Menuju konten utama

Sejarah Singkat Hari Kartini 21 April: Kenapa Perlu Diperingati?

Simak sejarah Hari Kartini dan alasan kenapa perlu diperingati setiap tanggal 21 April.

Sejarah Singkat Hari Kartini 21 April: Kenapa Perlu Diperingati?
Pengunjung melintasi foto RA Kartini yang ditampilkan di Museum RA Kartini, Rembang, Jawa Tengah, Senin (21/4/2025). ANTARA FOTO/Akbar Nugroho Gumay/foc.
Jadikan tirto.id sumber pilihan pencarian Google

tirto.id - Hari Kartini diperingati setiap tanggal 21 April. Sejarah penetapan Hari Kartini dilakukan saat pemerintahan Presiden RI pertama yakni Ir. Sukarno melalui Keputusan Presiden Republik Indonesia Nomor 108 Tahun 1964, tanggal 2 Mei 1964.
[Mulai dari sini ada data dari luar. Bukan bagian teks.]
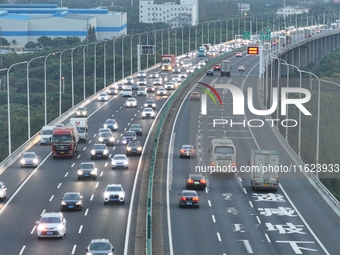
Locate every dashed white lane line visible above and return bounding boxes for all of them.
[256,216,261,224]
[217,232,222,242]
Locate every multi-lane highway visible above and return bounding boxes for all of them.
[0,63,185,255]
[164,50,340,255]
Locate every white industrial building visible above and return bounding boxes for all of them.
[275,6,309,17]
[139,0,198,27]
[0,4,127,46]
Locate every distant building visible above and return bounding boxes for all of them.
[0,4,127,46]
[275,6,309,17]
[139,0,198,27]
[237,3,250,13]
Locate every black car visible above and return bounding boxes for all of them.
[185,174,207,190]
[146,84,155,93]
[122,131,137,144]
[129,124,143,135]
[144,99,156,110]
[61,192,83,211]
[103,119,118,131]
[98,132,115,145]
[91,143,109,159]
[214,64,221,71]
[117,83,124,90]
[126,140,143,156]
[178,190,200,208]
[131,83,139,90]
[206,70,214,76]
[77,162,98,180]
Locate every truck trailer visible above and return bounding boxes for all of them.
[249,150,280,191]
[161,54,176,71]
[70,118,88,143]
[221,60,232,76]
[51,124,78,159]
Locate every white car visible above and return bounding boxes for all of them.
[0,182,7,201]
[125,97,137,108]
[179,72,188,79]
[164,81,175,89]
[142,107,155,119]
[36,212,66,238]
[98,93,109,101]
[186,67,195,73]
[122,88,132,97]
[156,88,166,96]
[20,152,39,167]
[111,154,129,169]
[137,87,146,96]
[137,71,146,78]
[137,78,146,86]
[198,60,206,66]
[103,184,125,205]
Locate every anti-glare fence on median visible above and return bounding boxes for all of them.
[146,48,244,255]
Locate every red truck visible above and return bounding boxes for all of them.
[51,124,79,159]
[161,54,176,71]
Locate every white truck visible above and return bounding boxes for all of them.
[70,118,88,143]
[208,137,236,174]
[249,150,280,191]
[221,60,232,76]
[40,126,54,145]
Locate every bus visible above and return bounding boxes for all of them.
[197,46,207,57]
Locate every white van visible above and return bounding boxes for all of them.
[209,138,236,173]
[40,126,54,145]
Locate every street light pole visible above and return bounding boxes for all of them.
[59,49,71,116]
[26,56,45,140]
[44,51,61,126]
[6,61,27,155]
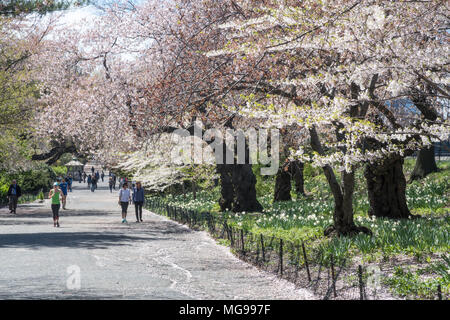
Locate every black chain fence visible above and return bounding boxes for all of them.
[146,198,404,300]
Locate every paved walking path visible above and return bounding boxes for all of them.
[0,179,315,299]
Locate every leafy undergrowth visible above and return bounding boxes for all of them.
[149,160,450,298]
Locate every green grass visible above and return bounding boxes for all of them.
[148,160,450,298]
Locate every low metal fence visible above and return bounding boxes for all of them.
[146,198,386,300]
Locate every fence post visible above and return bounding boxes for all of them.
[241,229,245,254]
[358,265,364,300]
[302,242,311,282]
[331,256,337,298]
[260,233,266,262]
[280,239,283,276]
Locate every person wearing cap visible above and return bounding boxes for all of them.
[48,182,64,228]
[119,183,131,223]
[59,179,69,210]
[8,180,22,214]
[133,181,145,222]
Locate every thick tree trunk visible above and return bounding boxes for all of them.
[232,164,263,212]
[408,145,438,183]
[217,164,263,212]
[217,164,234,211]
[364,156,410,219]
[273,166,292,202]
[290,161,306,195]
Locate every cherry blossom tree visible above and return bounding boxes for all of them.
[199,1,449,234]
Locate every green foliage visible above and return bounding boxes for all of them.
[0,164,56,201]
[0,0,91,16]
[152,160,450,299]
[51,166,67,177]
[384,267,450,300]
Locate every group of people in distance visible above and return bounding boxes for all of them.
[8,168,145,227]
[119,181,144,223]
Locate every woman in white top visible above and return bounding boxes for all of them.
[119,182,131,223]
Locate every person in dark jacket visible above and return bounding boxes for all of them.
[8,180,22,214]
[133,181,144,222]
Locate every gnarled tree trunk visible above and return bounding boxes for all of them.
[289,160,306,195]
[408,145,438,183]
[217,164,234,211]
[364,156,411,219]
[273,165,292,202]
[232,164,263,212]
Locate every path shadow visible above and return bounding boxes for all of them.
[0,209,112,220]
[0,232,157,250]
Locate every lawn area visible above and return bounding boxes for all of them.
[149,159,450,299]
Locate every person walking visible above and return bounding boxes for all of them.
[133,181,145,222]
[66,174,73,192]
[7,180,22,214]
[59,179,69,210]
[119,183,131,223]
[109,177,114,193]
[91,176,97,192]
[112,173,117,190]
[48,182,63,228]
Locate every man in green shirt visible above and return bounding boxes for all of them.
[48,182,64,227]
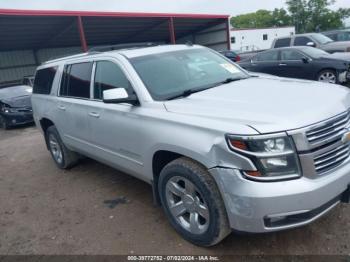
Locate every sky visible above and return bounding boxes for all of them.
[0,0,350,25]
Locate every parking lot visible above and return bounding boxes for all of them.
[0,126,350,255]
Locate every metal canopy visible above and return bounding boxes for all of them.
[0,9,227,51]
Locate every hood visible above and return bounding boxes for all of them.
[0,86,32,107]
[164,75,350,133]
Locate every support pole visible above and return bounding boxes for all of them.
[78,16,88,52]
[169,17,176,45]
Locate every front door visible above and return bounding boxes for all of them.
[88,61,144,173]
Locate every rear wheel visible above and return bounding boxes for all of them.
[317,69,338,84]
[158,158,231,246]
[46,126,79,169]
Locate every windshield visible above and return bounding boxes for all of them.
[312,34,334,45]
[130,48,249,101]
[303,47,329,58]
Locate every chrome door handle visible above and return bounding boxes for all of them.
[89,112,100,118]
[58,105,66,111]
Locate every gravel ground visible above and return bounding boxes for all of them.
[0,127,350,255]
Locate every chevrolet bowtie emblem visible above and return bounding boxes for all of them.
[341,131,350,144]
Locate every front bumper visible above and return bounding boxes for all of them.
[209,164,350,233]
[1,111,34,126]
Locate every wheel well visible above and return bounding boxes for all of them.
[152,150,183,205]
[40,118,55,148]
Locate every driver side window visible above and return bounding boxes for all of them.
[94,61,132,100]
[281,50,304,61]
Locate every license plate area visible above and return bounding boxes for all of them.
[341,185,350,204]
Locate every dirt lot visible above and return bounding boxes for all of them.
[0,127,350,255]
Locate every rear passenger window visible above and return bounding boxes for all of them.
[275,38,291,48]
[94,61,131,99]
[60,62,92,98]
[33,67,57,95]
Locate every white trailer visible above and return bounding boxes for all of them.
[230,26,295,52]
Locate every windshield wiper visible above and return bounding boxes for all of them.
[166,87,212,100]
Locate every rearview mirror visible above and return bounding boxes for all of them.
[301,57,309,64]
[306,42,316,47]
[103,88,139,105]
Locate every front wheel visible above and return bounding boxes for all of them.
[317,69,338,84]
[46,126,78,169]
[158,158,231,246]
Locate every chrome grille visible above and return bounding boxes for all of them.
[306,112,350,174]
[314,144,350,174]
[306,112,350,146]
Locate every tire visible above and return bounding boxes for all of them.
[317,69,338,84]
[0,116,9,130]
[45,126,79,169]
[158,157,231,247]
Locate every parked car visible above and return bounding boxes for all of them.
[239,46,350,84]
[322,29,350,42]
[0,86,34,129]
[219,50,241,62]
[32,45,350,246]
[272,33,350,53]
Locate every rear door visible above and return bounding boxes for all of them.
[56,62,93,152]
[278,49,310,78]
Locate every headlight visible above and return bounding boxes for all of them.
[227,133,301,181]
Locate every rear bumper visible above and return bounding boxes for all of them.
[210,164,350,233]
[1,112,34,126]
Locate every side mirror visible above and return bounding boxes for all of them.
[301,57,310,64]
[103,88,139,105]
[306,42,316,47]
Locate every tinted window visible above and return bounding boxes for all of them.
[60,63,92,98]
[294,36,314,46]
[254,51,278,61]
[94,61,131,99]
[33,67,57,95]
[275,38,291,48]
[327,34,337,41]
[281,50,304,61]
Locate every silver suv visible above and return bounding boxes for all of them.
[32,45,350,246]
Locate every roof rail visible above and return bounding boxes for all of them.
[43,52,99,64]
[43,42,159,64]
[88,42,159,53]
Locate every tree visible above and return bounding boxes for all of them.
[286,0,350,33]
[231,0,350,33]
Keppres tersebut menetapkan Kartini sebagai Pahlawan Kemerdekaan Nasional sekaligus menetapkan hari lahir Kartini, yakni tanggal 21 April, untuk diperingati setiap tahun sebagai hari nasional yaitu Hari Kartini. Simak sejarah Hari Kartini selengkapnya dan alasan diperingati setiap tanggal 21 April.

-----------------------

KUMPULAN ARTIKEL TENTANG KARTINI

-----------------------

Mengapa Hari Kartini Perlu Diperingati?

Kartini adalah salah satu pejuang emansipasi wanita di Indonesia, terutama dalam hal pendidikan. Pemikiran Kartini soal emansipasi wanita berkembang karena korespondensinya dengan teman-teman di Belanda.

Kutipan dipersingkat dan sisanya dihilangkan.